Advocating for underserved populations: Is remote patient monitoring the answer?
It’s crucial that today’s providers, innovators, and regulators alike continue to push for such tech adoption, driving virtual, continuous care in populations disproportionately affected by disease.
For years, healthcare providers have struggled to ensure that minorities, individuals residing in rural and low-income populations, and patients living with chronic conditions have equal access to the healthcare services they desperately need. In early 2020, the Covid-19 pandemic hit and fractured this divide even further. Today, these vulnerable populations are not only at a greater risk of contracting the coronavirus, but it has also become exponentially more difficult to ensure these patients receive even the basic care they need as a result of being disproportionately affected by Covid-19.
On the flip side, the pandemic era has ushered in a groundswell of new technology-oriented healthcare modalities, impelled by changes in regulations and reimbursements, as well as demand from – and acceptance by – providers and patients alike. Unfortunately, however, these new technologies often fail to be deployed in underserved communities. And given the success being achieved with remote care options — especially in being able to effectively reach those who have long been underserved — it’s crucial that today’s providers, innovators, and regulators alike continue to push for such tech adoption, driving virtual, continuous care in populations disproportionately affected by disease.

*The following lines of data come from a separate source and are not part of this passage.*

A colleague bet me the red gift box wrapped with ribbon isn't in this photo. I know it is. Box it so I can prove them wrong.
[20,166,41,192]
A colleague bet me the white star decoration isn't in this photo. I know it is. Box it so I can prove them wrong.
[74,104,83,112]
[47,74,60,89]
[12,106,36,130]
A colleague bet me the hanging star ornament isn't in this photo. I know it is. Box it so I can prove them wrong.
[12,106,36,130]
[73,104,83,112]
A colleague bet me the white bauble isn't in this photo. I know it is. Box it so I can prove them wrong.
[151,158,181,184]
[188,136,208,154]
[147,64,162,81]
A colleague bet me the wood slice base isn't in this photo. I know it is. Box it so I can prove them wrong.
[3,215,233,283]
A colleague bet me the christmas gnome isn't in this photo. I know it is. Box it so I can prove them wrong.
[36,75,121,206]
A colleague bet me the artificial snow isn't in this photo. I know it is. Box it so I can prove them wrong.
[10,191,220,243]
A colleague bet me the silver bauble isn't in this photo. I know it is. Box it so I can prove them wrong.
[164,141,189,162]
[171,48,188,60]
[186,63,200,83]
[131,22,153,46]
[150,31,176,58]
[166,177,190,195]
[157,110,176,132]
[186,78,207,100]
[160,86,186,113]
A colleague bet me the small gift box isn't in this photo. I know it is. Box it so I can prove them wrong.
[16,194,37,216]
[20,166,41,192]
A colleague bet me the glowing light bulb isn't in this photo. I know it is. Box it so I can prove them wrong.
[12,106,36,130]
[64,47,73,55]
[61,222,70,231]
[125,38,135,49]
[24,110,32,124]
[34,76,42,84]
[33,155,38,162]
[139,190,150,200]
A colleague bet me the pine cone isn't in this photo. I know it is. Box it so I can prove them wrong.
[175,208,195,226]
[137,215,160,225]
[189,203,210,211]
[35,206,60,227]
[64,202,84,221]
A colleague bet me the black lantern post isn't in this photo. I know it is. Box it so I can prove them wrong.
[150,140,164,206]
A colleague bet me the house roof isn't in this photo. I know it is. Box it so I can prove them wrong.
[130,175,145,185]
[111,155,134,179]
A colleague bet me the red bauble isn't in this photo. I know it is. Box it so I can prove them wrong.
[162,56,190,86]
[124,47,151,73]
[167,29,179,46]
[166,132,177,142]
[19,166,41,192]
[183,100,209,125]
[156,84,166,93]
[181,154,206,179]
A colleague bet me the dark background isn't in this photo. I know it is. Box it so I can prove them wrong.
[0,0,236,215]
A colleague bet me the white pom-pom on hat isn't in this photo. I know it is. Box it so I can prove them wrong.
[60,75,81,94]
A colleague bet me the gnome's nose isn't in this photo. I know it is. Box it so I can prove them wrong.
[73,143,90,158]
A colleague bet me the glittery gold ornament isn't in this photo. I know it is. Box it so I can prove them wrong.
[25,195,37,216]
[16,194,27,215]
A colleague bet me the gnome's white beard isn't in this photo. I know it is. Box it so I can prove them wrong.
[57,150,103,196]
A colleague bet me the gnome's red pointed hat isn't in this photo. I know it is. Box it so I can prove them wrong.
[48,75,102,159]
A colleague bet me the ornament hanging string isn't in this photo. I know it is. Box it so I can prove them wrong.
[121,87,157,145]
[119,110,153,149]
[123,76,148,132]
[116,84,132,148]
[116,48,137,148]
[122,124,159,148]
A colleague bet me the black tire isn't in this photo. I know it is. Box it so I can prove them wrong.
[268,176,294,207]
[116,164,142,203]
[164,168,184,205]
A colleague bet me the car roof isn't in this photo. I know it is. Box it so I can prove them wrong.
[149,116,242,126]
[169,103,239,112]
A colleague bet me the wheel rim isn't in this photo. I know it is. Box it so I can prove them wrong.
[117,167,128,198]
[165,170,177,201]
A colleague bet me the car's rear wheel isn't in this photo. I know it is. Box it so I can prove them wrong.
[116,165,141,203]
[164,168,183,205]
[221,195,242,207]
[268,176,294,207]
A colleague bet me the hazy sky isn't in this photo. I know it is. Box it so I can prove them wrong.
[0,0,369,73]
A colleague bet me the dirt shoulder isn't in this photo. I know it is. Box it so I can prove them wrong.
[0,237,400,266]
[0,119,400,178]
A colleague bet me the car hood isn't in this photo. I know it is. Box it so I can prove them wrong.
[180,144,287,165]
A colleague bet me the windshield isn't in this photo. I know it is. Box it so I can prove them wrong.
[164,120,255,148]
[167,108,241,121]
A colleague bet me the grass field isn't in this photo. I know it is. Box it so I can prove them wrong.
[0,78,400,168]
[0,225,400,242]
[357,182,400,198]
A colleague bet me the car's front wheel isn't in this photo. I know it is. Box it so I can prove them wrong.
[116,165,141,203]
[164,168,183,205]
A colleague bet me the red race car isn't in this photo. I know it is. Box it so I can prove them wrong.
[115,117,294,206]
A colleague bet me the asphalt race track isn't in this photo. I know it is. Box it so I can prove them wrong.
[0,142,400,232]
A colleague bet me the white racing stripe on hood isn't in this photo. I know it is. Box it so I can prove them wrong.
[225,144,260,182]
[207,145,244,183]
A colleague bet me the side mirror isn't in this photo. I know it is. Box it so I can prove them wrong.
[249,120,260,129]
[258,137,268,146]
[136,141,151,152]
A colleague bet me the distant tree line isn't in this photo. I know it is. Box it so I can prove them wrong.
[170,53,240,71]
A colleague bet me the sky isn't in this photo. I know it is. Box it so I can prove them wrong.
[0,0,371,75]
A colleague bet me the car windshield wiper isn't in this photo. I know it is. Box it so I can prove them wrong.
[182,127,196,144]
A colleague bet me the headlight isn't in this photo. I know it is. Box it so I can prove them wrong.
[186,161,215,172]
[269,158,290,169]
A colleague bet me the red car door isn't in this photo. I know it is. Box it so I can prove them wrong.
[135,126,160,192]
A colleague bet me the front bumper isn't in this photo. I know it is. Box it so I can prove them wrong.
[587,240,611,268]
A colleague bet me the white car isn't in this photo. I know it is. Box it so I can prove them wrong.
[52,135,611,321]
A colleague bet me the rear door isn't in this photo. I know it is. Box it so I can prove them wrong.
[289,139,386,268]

Exposing the Healthcare Challenges Impacting Vulnerable Populations
Race, ethnicity, socio-economic status and geography all play a role in whether an individual has adequate access to healthcare. Obesity, which is associated with many chronic diseases, impacts minorities more so than any other group. In fact, almost 22% of Hispanic children ages 2 to 19 are obese, while Mexican Americans, specifically, suffer more from diabetes than other Hispanics. Meanwhile, cardiovascular disease impacts nearly half of all African Americans and this population is 30% more likely than whites to die prematurely from heart disease – and two times as likely to die prematurely from stroke.
Similarly, where individuals live increases their likelihood of having a chronic disease. Incidences of heart disease in people residing in rural areas is 56% greater than those residing in metropolitan areas. They are also 75% more likely to have chronic lower respiratory diseases, like COPD.
Adding to this is the fact that rural and minority individuals also tend to go without needed care. African American and Hispanic adults are less likely to have a regular doctor or have had a health visit than whites, as many have barriers like lack of childcare and transportation, and they often have to schedule around hourly jobs and having little paid time off. Rural residents face other barriers, such as proximity to doctors, availability of providers, lower income and lack of insurance coverage.
Using Innovative Healthcare Technology to Bridge the Divide
Covid-19 has further exposed these inequities. But if there is any bright spot in the pandemic, it has been the way technology has been applied to ensure proper and adequate continuity of care.
Seeking to prevent the spread of Covid-19, many providers have turned to tools such as telehealth, asynchronous care and remote patient monitoring to see patients virtually while in-person visits were off the table. As a result, “Essentially overnight, as part of efforts to reduce the transmission of Covid-19, two of the major previous barriers to telehealth use – poor financial reimbursement and low provider willingness – were eliminated, thus massively speeding up adoption,” researchers wrote in a study published in the Journal of the American Medical Informatics Association. This confluence of factors is setting the stage for a greater reliance on virtual care in the post-Covid era, bridging the care gap underserved populations have historically faced. And notably, these virtual care models enable providers to be more proactive in addressing patients’ needs, which ultimately results in better outcomes.
Federally Qualified Health Centers (FQHCs) and Rural Health Centers (RHCs) are crucial components for ensuring providers can reach and improve care in underserved populations through greater adoption of such virtual care models. These community-based healthcare centers are safety nets for individuals in need, providing essential health services, such as primary care, chronic disease management and preventive care, even if patients have no health insurance — thus, greatly improving outcomes in such populations.
Regularly gathering information from connected devices, like scales, blood pressure cuffs, pulse oximeters and blood-glucose monitors, then connecting them with clinical data from electronic health records, doctors can proactively intervene if concerns arise and ensure patients stay on the right path. This approach can improve patients’ adherence to medication regimens, as well as make it easier for providers to share educational resources when needed and to determine when to further engage patients to keep them on a healthy track.
While there is great promise in leveraging these solutions to bridge the gap in treating underserved populations, FQHCs and RHCs are currently not eligible for RPM reimbursement. Until permanent change is made here, gaps in care will continue to exist. Virtual care solutions have already proven their effectiveness during the pandemic. Our industry must demand and advocate for lasting actions and policies to ensure vulnerable populations have equal opportunity to receive the care they need to manage chronic conditions and their overall health and wellbeing. By coming together as one, we can make this change possible.